Everything is getting costly these days. Housing, grocery, mobile, the Internet; all seem to be more expensive than before. On the bright side, several money-making avenues have opened up, allowing people to earn extra. It’s better to earn extra than to spend like a miser and cut expenses on grocery, broadband, and mobile phones.
But diversifying the income stream is not as easy as it sounds, especially for those who are stuck in a day job. The job is their number one priority, and they fear the new source of income would be incompatible with the existing one.
They can give stock market trading a shot. There’s no upfront investment, no legal paperwork. All they need to do is open a trading account and find a broker.
But is that really all? Don’t they need tips to beat the stock market? They sure do. Here are are some important tips for stock market beginners:
Legit online brokers
There are several benefits of choosing an online broker. The benefits range from easy and hassle-free communication to quick account setup. But alongside the benefits, there are disadvantages that every newcomer in trading should be aware of. The biggest problem with the online brokerage is the lack of authentic brokerage firms.
The online brokerage space is filled with scam artists. It’s easy to fool people on the Internet. Having an only a website, no contact details or physical address is a red flag. If a company only has a website and no address details, don’t sign up.
Here are a couple other things to look for:
- Are they licensed? If they are not, don’t sign up.
- Do they offer a demo account? If they do, tally their trading charts with that of actual instruments. This is to rule out they are not putting a phony chart on display.
- If they are offering an unbelievably high leverage, chances are they are scam artists.
Fake brokerage firms have fooled a lot of people in the past. People lost their deposit and decided not to invest again. Hence, do watch out for them.
Don’t expect overnight success
The stock market is often wrongly portrayed in the media. In the 2011 movie Limitless, Eddie Morra, the character played by Bradley Cooper makes millions in only a few weeks, owing to the newly active neurons in his brain. The depiction of a stock market in the movie was wrong. Yes, it’s possible to hit a jackpot in the market, but not every day.
If you are new to trading, have realistic expectations from it. Don’t hope to make millions in the only couple of months. Understand the market, understand how trading works and most importantly, make it a point not to lose money.

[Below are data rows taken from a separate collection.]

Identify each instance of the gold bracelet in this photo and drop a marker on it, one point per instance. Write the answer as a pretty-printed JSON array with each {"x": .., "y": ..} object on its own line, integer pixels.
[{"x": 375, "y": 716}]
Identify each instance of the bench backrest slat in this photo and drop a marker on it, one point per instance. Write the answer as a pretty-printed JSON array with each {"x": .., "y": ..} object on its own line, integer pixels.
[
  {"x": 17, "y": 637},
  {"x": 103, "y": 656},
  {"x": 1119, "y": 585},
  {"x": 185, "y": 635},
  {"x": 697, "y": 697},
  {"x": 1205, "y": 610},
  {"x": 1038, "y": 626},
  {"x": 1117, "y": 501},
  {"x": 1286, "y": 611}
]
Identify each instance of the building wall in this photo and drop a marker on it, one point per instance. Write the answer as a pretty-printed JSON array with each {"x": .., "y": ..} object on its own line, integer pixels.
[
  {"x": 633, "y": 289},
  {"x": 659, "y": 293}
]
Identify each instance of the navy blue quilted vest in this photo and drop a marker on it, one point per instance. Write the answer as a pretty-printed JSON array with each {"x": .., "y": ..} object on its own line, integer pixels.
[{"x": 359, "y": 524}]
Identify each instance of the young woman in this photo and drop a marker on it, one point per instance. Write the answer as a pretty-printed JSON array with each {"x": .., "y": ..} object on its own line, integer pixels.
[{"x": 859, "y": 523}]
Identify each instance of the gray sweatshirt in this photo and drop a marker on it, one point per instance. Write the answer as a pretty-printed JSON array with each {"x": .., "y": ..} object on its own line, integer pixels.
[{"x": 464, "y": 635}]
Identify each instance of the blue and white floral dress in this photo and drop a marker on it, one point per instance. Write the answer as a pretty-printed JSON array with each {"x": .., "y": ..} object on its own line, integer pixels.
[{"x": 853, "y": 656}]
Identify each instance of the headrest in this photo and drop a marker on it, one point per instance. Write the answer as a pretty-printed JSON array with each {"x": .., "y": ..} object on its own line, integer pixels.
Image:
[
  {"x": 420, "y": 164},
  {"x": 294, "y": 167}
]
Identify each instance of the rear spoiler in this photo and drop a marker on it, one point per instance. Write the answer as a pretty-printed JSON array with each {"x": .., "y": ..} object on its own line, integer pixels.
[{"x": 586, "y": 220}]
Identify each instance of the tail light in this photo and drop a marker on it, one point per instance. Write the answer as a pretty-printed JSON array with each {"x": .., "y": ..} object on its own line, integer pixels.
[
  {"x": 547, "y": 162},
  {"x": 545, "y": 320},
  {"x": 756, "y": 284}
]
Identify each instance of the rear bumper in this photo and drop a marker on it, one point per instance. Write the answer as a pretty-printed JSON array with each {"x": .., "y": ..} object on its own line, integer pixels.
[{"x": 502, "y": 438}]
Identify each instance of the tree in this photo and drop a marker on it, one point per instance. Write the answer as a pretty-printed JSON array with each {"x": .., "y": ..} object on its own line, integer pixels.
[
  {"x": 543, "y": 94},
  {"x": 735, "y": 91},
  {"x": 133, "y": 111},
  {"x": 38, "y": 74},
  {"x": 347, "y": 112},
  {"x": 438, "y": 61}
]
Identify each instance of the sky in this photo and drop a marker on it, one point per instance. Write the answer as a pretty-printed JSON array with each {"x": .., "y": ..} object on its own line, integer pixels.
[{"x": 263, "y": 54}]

That’s the most interesting aspect of trading. Those who dream to make tons of money, end up losing tons of money. On the other hand, those who take calculated risks and reduce the odds of losing, laugh their way to the bank. It’s actually simple. Winning is opposite to losing. Understand why you are losing money and win over those factors. Then you’ll start making a profit.
Choose trading type
Talk to your broker. Take his input and then decide which trading type is good for you. Brokers advise beginners to invest long-term. In other words, invest now and wait for at least 6 months to 1 year before squaring it off. This advice is useful if you don’t have any rush. But if you want to know how short-term trading works, don’t take it.
Day or margin trading is best for you if you are interested in short-term. However, keep in mind that day trading is extremely risky. According to state figures, 80% of day traders fail. Among those who succeed, 80% fail shortly after some quick glimpses of success.
Margin trading is comparatively safer than day trading. But it is not without its flipsides. The biggest problem in margin trading is the loss of fund. If a stock keeps falling and traders keep investing in it, soon they run out of margin.
Take your time and talk to people who are in the know. Take their advice and add your own thoughts to it. This way, you’d be able to make better decisions for yourself.
Too many strategies
Just as too many cooks spoil the broth, too many strategies, often contradicting each other, can sabotage your trading plan. It’s better to stick to one or two strategies. This way, you can test those strategies and frame a solid plan.
For example, if your strategy allows you to backtest, it’s for making steady but low profit over the time. Don’t club it with another strategy aimed at making a windfall return, but only once in a while. Rookies take time to understand these tips, but once they get a grasp, they keep advancing at a surreal pace.
The four tips given here are copybook types. That’s because we assumed at the start of the article the readers will be beginners in trading. These tips will help you set foot. The real trading lessons – the ones that are customized – can be learned through actual trading.